Core points of Belshe’s open letter: three legal distinctions for trust custody

In the open letter, Belshe establishes BitGo’s legal position through three clear statements:

“We don’t accept deposits”: BitGo is not a deposit-taking institution. Existing deposit insurance, capital rules, and regulatory obligations under the Community Reinvestment Act are aimed at institutions that borrow from depositors and take on lending risk, not trust custody providers.

“We don’t lend customers’ assets”: Customers’ assets are held in separate accounts not subject to bankruptcy law; BitGo assumes the corresponding trust responsibilities, and does not do maturity transformation or re-collateralization.

“We don’t commingle assets”: Customers’ assets and BitGo’s corporate funds are completely segregated. This forms a fundamental distinction from models that commingle customers’ funds with collapsed crypto companies like FTX.

Belshe also raises doubts about the term “crypto bank,” noting that it is not clearly defined in current law. He argues that the term blurs two fundamentally different risk structures: trust institutions versus partial-reserve banks. He points out that national trust banks have long held assets such as artworks, gold and silver bars, jewelry, farmland, and commercial interests, and that digital assets fit within similarly structured trust frameworks. BitGo obtained a South Dakota trust charter in 2018 and holds regulated entities or licenses in New York, Switzerland, Germany, Dubai, and Singapore.

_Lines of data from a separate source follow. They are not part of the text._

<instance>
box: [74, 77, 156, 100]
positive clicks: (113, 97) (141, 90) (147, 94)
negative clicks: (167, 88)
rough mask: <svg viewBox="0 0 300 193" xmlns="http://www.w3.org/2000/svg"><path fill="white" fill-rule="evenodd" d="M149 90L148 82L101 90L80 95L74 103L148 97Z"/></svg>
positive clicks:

Regarding stablecoin reserves, Belshe confirms that BitGo fully holds reserves at a 1:1 ratio and does not conduct any lending or maturity transformation, and performs auditor-supported reserve attestations twice per month. There are also quarterly and annual audits, with frequencies higher than those of typical periodic bank audit reports. Belshe concludes: “Asset categories won’t change the structure.” At the end of the letter, he invites Warren to communicate directly with BitGo and its employees, and says the company has spent the past ten years seeking stricter regulation, believing that OCC charters are an extension of the federal layer rather than a route to evade regulation.

Frequently asked questions

What is the fundamental difference between an OCC national trust bank charter and a commercial bank license?

A national trust bank charter authorizes the institution to provide asset custody and trust services, but does not include accepting retail deposits or making loans. A commercial bank license allows an institution to accept deposits and make loans and requires compliance with a comprehensive regulatory framework including deposit insurance, capital requirements, the Community Reinvestment Act, and the Bank Holding Company Act. Belshe’s open letter is precisely framed around defending this legal distinction, arguing that a trust institution’s risk structure is fundamentally different from that of a deposit bank.

How does the GENIUS Act affect OCC’s approval policy for crypto trust charters?

The GENIUS Act was passed in July 2025 and established a federal regulatory framework for stablecoins, clarifying issuers’ reserve requirements and audit standards. After the bill passed, the OCC accelerated its handling speed for crypto trust charter applications. The conditional approval of Ripple National Trust Bank clearly positioned it to complement its RLUSD stablecoin business, directly tying it to the GENIUS Act regulatory framework.

On what basis does Warren request OCC disclosure and communications records with the White House?

In her letter, Warren requested communications records between OCC officials and the White House or members of the Trump family, intending to investigate whether political factors influenced the regulatory approval decision. As of now, the OCC has not publicly responded to this specific request. Warren’s investigation scope currently limits to requesting document disclosures and has not yet proposed any legislative or judicial action.